G.SKILL RIPJAWS SR910 Real 7.1 Gaming Headset Review
Subjective Listening: Music, Movies, and Games
Not everyone hears the same as each other. People’s ears are different and preferences dictate our style. The subjective listening tests in our reviews not only compare the product with other gaming headsets, but also audiophile-grade headphones. Those who don’t regularly listen with higher-end equipment may not notice the sound quality deficiencies we are able to notice.
Out of the box, the SR910’s sound is characterized by bloated mids and highs though not to the same degree as with its sister headset the SV710 due to the normally subtle impact the subwoofer drivers provide. We don’t particularly like that for music because songs come off as shrilly yet carry little punch or impart any realism. Fortunately the graphic equalizer in the control software enables any SR910 owner to make tweaks to the sound character. With the help of SineGen a frequency generator tool, we tempered frequencies between 500 to 8000 Hz and were able to make drastic changes to suit our preferences.
Though the software for the SR910 has an interesting setting called Surround Max for simulating sound in a virtual room, it degraded audio quality too much for our liking.

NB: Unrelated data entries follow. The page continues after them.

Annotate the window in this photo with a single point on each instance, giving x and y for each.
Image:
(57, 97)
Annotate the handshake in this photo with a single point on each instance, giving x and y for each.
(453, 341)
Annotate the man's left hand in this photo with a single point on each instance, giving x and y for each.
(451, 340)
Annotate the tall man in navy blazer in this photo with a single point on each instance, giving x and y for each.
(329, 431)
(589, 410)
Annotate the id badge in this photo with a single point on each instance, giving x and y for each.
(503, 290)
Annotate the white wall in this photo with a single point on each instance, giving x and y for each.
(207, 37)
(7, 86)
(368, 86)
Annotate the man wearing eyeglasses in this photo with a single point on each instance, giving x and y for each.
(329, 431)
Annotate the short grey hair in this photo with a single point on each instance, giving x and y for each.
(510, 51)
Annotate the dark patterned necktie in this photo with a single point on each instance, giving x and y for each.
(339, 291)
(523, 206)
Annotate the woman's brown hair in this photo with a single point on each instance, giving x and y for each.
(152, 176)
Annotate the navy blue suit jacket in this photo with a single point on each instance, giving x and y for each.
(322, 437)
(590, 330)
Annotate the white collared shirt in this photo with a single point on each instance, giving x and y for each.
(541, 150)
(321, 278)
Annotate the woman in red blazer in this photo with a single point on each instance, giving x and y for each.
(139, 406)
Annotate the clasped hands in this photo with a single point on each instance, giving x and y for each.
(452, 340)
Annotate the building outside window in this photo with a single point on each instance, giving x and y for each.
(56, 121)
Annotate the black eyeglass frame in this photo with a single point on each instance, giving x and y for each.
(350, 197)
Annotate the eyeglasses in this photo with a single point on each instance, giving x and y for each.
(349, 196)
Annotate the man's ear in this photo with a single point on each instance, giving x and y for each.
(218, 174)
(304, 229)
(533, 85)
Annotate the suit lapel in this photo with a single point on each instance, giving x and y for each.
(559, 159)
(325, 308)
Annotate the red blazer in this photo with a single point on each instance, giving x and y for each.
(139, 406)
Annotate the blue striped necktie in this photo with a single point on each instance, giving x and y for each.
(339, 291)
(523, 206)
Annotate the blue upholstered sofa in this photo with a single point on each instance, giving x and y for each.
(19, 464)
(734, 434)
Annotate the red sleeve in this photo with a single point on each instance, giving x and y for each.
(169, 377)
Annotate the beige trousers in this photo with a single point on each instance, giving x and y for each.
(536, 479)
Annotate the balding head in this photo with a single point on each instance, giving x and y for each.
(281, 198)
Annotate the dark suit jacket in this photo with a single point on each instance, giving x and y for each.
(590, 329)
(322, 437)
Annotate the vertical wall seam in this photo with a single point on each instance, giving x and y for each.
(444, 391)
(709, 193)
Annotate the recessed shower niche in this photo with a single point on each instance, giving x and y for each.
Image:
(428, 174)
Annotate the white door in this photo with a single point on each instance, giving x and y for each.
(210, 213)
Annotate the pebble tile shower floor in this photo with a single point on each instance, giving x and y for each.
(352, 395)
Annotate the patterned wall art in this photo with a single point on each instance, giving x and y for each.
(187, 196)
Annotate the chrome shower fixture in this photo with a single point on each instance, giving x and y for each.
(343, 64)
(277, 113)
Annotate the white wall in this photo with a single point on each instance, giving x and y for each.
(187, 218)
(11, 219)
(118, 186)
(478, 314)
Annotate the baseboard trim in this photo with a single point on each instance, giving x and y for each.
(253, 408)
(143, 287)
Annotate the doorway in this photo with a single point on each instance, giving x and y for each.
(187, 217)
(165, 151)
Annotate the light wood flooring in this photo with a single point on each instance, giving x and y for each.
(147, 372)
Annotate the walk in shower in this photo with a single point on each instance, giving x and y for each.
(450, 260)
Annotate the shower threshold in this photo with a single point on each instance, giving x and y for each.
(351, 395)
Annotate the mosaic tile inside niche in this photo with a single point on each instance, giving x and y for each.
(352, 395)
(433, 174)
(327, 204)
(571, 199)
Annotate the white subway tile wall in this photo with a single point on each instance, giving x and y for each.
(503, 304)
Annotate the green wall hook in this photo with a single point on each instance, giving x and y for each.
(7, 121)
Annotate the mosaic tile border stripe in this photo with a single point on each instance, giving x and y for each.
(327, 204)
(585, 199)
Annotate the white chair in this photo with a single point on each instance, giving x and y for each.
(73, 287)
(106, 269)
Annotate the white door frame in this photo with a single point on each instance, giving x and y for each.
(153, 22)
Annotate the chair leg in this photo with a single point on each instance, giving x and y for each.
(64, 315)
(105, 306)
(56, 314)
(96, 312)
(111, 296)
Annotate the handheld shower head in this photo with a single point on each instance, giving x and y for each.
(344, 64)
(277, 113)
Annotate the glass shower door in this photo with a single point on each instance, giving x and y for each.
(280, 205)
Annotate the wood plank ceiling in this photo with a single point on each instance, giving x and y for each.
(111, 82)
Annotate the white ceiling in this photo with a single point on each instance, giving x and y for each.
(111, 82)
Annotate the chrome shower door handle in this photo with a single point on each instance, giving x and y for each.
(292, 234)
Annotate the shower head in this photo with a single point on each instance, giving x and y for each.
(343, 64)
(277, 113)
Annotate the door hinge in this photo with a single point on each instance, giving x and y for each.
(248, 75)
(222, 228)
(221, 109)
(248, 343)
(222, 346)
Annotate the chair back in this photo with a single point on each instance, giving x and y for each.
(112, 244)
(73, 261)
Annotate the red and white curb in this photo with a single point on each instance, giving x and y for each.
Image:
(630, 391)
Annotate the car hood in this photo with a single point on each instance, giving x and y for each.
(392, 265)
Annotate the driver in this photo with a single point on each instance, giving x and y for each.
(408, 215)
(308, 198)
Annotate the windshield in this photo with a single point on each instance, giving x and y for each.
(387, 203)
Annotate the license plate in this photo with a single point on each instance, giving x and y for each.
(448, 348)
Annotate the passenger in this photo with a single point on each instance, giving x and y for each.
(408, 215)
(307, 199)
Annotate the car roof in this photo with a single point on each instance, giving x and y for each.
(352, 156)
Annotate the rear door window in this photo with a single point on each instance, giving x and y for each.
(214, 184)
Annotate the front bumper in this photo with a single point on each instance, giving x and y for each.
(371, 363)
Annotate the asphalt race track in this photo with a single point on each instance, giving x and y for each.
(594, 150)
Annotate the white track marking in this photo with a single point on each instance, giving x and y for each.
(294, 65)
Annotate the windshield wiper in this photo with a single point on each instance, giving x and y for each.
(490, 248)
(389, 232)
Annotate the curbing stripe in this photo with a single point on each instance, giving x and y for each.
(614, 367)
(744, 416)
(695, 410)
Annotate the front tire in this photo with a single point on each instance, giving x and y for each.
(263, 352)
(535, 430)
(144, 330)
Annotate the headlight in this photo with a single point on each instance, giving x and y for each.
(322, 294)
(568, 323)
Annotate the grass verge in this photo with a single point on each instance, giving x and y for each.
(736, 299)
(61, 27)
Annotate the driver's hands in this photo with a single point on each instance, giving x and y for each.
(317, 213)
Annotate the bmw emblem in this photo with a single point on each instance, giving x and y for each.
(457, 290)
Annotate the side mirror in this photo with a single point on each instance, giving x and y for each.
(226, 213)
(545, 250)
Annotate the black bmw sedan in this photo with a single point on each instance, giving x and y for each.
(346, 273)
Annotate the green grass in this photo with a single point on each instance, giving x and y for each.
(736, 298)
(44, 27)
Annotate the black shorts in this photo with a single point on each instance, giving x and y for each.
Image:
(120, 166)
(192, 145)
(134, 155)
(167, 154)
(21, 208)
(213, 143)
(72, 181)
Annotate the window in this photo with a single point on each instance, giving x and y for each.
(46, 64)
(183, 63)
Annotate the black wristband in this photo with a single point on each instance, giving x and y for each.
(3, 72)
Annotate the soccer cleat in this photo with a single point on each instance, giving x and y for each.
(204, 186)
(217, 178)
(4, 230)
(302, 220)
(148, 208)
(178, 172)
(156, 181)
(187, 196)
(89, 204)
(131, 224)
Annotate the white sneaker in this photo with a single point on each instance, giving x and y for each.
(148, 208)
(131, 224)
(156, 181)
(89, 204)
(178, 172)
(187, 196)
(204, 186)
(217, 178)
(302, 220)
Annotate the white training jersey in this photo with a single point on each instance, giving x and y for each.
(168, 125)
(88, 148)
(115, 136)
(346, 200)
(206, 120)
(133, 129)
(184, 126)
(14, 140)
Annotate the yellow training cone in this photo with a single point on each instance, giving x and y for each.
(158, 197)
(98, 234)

Dramatic surround sound effects in movies could be heard which otherwise would usually not be noticed with stereo headphones. However, determining the distance and direction of those effects was impossible.
Cramming so many drivers in such a small earspace, 5 for each ear, constrains the effect the real surround sound design has on positional audio. It’s difficult to judge the distance and direction of game sounds. Sometimes a noice doesn’t make sense as it may sound like its coming from a lower or higher height than it should because of the driver placement in the earcup.
The SR910’s retractable microphone is purposely low on sensitivity and the narrow directional pickup pattern necessitates the user to position the tip of the boom in front of the mouth. The tradeoff for the troubleshooting and less forgiving usage does make the microphone far less likely to pick up ambient noise. Recording quality is passable and adequate for the typical gamer.